Can You Get A Mortgage If You’re In Debt?

Applying for a mortgage can seem intimidating, even more so when you’ve got debt – but don’t worry! There are ways that you can show lenders you’re able to meet their requirements. Even if you’ve used a short-term loan to help you out of an emergency, mortgage lenders will take your reasoning into account and your application may not be affected. If you’re hoping to get a mortgage but you’ve racked up a bit of debt in the past, read on to find out more about how you can give yourself the best chance of being accepted. 

What is a mortgage? 

A mortgage refers to a loan that homeowners use to purchase a property. The homeowner borrows money from a lender, usually a bank, to secure a property and the loan is then repaid in instalments with interest. There are several different types of mortgages available depending on the lender that you choose – it is also necessary that the borrower meets requirements set out by the lender such as deposits, credit scores and affordability. You can pay a mortgage off over the number of years that you choose, the longer the mortgage term, the smaller the monthly repayment. 

Can you get a mortgage with debt? 

If you’re looking to get on the property ladder, you might be worried that the debt that you’ve not managed to pay off yet will impact your chances of being approved for a mortgage. You can get a mortgage if you have debt, and although it may be more difficult with some lenders than others, but your chances are not completely ruined. 

One of the main factors that lenders will consider is what they call a ‘debt-to-income’ ratio. In general, banks will look at how much of your income is lost to debt and make a decision based on the result. You are more likely to be approved for a mortgage if your debt payments are low and your income is high. If your debt repayments eat into a lot of your monthly income, getting a mortgage may be more difficult, as a mortgage is after all a loan, and the more debt you have, the more of risk lenders would be taking when it comes to you making the repayments. 

Bad credit 

When it comes to mortgages, lenders will look at your history – the types and amount of loans you still have to repay. Lenders may be more lenient with some loans than others, for example, a car payment each month is generally acceptable. However, credit card debt and payday loans are not helpful when it comes to standing you in the best position with lenders. And it’s not just the numbers or amount of debt that matters so much either – a lot of lenders will take the time to learn why and how you’ve accumulated your debt.

If there has been a certain time in your life that has meant you’ve had to borrow money or take out a loan, such as if you’ve suffered illness and not been able to work, or you’ve had unexpected expenses like a broken boiler or damage to a property, lenders will hold this in higher regard than if you couldn’t explain what you’d been using the additional credit for. 

If your credit history is less than impressive, there are things that you can do before applying for a mortgage that can get you to where you would like to be financially. Some lenders specialise in mortgages for people with poor credit, so all is not lost if you have found yourself with a lot of debt in the past. 

Affordability assessment 

There are a few things that lenders need to consider when deciding if they can offer you a mortgage. An affordability assessment is a way for lenders to protect themselves, as well as you, so that they know you’ll be able to make the repayments and can work out the amount of risk there is when lending to you.
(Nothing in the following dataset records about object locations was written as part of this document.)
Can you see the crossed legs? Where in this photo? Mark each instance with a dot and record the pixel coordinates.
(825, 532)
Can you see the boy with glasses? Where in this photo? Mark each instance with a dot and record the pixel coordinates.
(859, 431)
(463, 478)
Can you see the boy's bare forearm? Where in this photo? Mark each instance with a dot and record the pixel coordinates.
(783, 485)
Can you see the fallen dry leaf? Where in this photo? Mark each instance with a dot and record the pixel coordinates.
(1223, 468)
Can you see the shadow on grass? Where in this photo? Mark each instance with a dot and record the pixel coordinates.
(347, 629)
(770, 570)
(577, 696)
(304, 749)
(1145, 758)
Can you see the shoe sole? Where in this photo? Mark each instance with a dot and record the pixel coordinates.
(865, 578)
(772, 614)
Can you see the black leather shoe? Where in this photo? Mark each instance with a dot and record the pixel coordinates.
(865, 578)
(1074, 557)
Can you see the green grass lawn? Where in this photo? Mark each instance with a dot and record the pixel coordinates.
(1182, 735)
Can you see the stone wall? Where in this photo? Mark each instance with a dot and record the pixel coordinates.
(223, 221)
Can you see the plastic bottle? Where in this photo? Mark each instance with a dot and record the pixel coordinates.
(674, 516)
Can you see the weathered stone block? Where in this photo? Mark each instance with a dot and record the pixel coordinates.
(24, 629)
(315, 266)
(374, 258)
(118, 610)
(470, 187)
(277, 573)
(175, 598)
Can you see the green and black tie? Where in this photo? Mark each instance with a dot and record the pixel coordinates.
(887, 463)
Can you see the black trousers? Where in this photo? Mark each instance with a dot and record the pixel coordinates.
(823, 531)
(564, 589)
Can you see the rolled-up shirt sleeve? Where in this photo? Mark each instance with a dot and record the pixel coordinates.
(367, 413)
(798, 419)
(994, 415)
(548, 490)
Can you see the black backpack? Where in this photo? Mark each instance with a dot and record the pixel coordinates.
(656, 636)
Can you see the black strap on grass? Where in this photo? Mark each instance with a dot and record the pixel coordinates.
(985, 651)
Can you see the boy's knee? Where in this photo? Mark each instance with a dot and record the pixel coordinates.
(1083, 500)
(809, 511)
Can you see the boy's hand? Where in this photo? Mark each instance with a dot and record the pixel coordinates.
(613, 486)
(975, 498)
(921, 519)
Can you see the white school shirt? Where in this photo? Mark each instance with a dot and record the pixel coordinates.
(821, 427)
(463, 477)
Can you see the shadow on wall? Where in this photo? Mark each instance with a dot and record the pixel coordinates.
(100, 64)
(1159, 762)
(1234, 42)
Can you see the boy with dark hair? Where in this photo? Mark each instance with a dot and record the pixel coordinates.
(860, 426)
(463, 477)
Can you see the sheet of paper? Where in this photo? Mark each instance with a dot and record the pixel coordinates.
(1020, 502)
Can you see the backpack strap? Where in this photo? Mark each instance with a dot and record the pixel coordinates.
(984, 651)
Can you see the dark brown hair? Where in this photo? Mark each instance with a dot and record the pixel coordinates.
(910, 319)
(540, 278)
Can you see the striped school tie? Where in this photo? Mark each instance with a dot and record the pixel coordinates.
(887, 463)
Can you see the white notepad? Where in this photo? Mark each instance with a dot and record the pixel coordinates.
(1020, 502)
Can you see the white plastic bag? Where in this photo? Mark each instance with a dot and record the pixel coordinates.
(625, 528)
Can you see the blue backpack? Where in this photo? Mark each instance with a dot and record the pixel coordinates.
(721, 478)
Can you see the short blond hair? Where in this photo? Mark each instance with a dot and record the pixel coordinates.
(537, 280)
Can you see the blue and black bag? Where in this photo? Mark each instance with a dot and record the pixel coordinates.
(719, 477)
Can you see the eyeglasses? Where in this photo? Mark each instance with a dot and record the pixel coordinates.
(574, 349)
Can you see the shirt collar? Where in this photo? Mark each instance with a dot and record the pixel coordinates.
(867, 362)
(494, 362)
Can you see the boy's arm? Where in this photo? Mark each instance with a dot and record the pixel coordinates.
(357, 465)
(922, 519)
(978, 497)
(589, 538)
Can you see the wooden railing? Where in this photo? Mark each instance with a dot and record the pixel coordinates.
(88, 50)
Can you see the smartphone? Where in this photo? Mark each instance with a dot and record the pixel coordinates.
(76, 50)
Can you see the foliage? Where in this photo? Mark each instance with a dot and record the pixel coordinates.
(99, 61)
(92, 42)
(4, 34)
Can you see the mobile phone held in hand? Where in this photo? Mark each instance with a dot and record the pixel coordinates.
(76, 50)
When taking part in an affordability assessment, you will be asked questions regarding your employment status and income, your credit history, any monthly outgoings, as well as any allowances that you claim or are entitled to. Once the lender has carried out their affordability checks, they will make a decision on whether they think it would be wise to lend to you. If they come across anything that they consider a cause for concern, you may be offered less than you’d hoped for, or your application may be declined. 
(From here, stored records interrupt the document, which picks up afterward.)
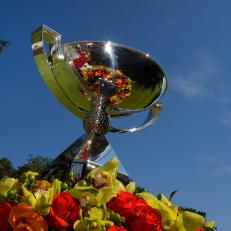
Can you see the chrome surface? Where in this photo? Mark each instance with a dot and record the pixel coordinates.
(148, 79)
(97, 80)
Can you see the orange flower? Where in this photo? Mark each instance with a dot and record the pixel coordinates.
(24, 218)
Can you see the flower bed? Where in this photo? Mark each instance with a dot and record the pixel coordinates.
(99, 202)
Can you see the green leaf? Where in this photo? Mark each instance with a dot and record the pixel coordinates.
(6, 185)
(96, 214)
(111, 165)
(105, 194)
(168, 213)
(210, 224)
(191, 221)
(29, 196)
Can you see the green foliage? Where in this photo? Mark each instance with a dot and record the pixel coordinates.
(3, 44)
(34, 163)
(6, 168)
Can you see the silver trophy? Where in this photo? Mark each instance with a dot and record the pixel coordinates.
(97, 81)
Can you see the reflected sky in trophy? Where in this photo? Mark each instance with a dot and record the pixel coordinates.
(98, 80)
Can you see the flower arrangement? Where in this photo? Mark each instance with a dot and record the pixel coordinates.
(99, 202)
(91, 75)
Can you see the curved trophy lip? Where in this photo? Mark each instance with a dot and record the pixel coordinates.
(127, 111)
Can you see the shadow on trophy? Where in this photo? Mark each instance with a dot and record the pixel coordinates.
(97, 81)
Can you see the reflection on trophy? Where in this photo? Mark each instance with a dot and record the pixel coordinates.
(97, 81)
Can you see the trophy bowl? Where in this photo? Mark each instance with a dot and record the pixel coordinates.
(97, 80)
(70, 71)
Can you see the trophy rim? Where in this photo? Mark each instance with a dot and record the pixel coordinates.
(124, 111)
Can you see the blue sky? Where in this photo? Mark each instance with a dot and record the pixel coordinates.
(189, 146)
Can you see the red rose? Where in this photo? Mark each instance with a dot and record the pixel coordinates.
(124, 204)
(116, 228)
(146, 218)
(5, 209)
(64, 211)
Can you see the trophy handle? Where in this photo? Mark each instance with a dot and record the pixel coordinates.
(154, 112)
(42, 38)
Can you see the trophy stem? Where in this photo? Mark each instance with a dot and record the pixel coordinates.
(96, 123)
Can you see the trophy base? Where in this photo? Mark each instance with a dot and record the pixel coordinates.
(69, 161)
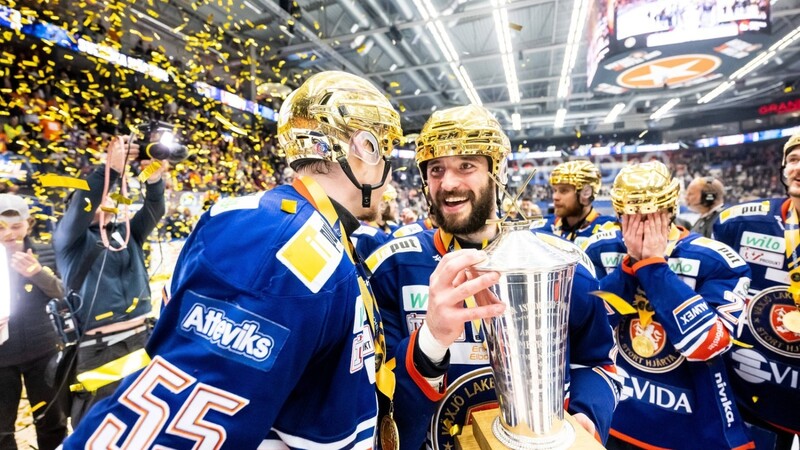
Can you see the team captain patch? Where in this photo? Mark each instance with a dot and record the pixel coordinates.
(313, 253)
(230, 331)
Before applying for a mortgage 

If you’re applying for a mortgage and you’re worried about lenders declining your loan application, there are ways that you can make sure you’re in the best place financially before the process begins. One of the first issues to address is your monthly outgoings – if your lender thinks that they are excessive, they may not think you’ll be capable of paying the loan back. If you have subscriptions that you never use, be sure to cancel them, or if you have a habit of splurging on luxury items, now would be the best time to stop. 
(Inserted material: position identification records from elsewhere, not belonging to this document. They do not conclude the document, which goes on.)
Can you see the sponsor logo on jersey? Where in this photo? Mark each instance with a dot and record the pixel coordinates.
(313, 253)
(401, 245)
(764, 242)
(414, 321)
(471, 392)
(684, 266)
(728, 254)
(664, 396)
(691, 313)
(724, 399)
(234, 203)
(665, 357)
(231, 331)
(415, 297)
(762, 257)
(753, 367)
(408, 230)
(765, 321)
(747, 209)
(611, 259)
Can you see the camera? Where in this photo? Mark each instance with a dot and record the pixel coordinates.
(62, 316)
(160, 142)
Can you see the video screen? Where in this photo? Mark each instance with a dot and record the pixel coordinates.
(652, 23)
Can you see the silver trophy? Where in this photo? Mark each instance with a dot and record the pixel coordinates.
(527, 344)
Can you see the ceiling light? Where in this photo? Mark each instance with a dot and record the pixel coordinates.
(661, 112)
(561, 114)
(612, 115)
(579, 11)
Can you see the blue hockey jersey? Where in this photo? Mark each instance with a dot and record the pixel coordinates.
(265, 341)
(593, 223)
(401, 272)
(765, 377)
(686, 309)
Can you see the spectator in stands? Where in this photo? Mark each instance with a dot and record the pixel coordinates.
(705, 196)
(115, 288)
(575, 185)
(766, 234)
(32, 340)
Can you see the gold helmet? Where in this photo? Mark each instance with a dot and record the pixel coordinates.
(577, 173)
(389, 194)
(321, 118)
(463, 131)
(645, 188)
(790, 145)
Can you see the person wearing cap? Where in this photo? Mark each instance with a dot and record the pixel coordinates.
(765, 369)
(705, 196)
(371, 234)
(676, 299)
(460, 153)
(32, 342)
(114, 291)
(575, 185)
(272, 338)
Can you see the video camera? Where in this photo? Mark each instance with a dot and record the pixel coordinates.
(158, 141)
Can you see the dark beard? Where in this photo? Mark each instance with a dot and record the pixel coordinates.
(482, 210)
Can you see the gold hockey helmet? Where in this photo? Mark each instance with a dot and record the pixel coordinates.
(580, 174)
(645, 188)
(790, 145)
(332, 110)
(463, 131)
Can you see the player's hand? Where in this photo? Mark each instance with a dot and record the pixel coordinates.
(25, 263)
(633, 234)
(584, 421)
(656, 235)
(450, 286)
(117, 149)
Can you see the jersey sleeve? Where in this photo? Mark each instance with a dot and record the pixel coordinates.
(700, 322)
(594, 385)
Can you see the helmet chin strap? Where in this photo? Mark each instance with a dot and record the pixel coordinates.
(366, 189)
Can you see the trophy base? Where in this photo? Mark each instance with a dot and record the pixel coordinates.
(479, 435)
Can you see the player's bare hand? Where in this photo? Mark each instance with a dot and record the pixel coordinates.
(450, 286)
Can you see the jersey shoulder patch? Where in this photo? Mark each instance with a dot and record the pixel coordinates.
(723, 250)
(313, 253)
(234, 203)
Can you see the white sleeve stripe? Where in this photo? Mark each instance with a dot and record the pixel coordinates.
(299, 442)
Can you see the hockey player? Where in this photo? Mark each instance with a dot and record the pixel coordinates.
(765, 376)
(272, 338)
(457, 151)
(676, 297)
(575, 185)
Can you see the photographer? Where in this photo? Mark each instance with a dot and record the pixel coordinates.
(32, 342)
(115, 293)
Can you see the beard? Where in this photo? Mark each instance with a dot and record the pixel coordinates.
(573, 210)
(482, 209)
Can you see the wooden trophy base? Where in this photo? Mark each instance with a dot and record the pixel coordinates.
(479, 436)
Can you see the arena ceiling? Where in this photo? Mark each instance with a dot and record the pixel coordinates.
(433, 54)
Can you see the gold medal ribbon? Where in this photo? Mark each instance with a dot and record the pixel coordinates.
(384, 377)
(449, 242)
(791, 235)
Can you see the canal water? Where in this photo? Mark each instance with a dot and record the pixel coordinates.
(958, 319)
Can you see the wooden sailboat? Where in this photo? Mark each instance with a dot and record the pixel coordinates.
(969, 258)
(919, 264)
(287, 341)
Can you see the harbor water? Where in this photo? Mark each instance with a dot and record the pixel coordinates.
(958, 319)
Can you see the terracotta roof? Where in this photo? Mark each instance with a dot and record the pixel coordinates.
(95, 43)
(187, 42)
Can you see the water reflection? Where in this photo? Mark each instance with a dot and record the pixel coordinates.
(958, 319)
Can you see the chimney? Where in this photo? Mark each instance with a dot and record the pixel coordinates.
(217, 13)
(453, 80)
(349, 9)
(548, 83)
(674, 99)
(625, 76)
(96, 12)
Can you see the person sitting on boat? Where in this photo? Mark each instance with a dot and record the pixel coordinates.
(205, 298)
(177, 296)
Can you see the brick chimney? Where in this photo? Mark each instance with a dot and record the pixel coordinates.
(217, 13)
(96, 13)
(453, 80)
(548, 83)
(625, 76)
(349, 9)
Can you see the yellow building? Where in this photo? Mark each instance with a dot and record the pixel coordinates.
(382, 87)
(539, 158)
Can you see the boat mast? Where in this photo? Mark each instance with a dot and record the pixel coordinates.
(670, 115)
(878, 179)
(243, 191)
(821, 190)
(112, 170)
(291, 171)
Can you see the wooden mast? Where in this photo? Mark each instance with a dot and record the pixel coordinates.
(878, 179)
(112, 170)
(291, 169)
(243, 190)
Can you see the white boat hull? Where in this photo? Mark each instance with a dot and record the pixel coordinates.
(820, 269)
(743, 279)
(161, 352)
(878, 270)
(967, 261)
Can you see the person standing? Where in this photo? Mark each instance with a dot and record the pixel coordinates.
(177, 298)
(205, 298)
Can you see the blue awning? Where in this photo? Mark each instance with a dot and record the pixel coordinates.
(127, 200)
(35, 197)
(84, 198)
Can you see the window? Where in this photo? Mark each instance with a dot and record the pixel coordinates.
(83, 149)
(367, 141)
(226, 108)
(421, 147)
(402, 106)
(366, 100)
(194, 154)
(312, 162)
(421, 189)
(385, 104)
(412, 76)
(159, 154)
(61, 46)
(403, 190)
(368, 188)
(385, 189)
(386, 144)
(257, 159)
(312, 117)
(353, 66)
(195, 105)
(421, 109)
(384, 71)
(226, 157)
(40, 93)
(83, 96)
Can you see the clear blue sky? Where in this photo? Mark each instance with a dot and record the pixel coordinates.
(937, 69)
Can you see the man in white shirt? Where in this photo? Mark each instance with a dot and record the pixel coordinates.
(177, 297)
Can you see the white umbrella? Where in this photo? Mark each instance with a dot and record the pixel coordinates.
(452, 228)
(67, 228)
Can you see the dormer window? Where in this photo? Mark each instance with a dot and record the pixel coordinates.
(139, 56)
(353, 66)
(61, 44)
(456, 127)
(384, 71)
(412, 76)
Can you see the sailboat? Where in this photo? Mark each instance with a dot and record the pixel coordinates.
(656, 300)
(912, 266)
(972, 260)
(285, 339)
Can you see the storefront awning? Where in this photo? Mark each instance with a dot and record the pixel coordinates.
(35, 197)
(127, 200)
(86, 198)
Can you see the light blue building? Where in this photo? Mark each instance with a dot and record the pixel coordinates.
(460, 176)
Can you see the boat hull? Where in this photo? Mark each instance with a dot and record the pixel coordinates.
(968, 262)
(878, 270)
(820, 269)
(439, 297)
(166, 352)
Keep a record of your spending so that you can see where your money is going and if there are products and services that you could cut back on, or swap for a lower monthly payment, like a mobile phone or internet provider. Make sure you’re reviewing your bank account regularly and make savings where you can. Saving is important as it shows lenders you are planning for your future. 

A great way of improving your chances of being accepted for a mortgage is to make sure you’re regularly paying off your debt and improving your credit score. If you’re thinking about applying for a mortgage in the future, building up your credit score is important to show lenders that you are trustworthy when it comes to making loan repayments.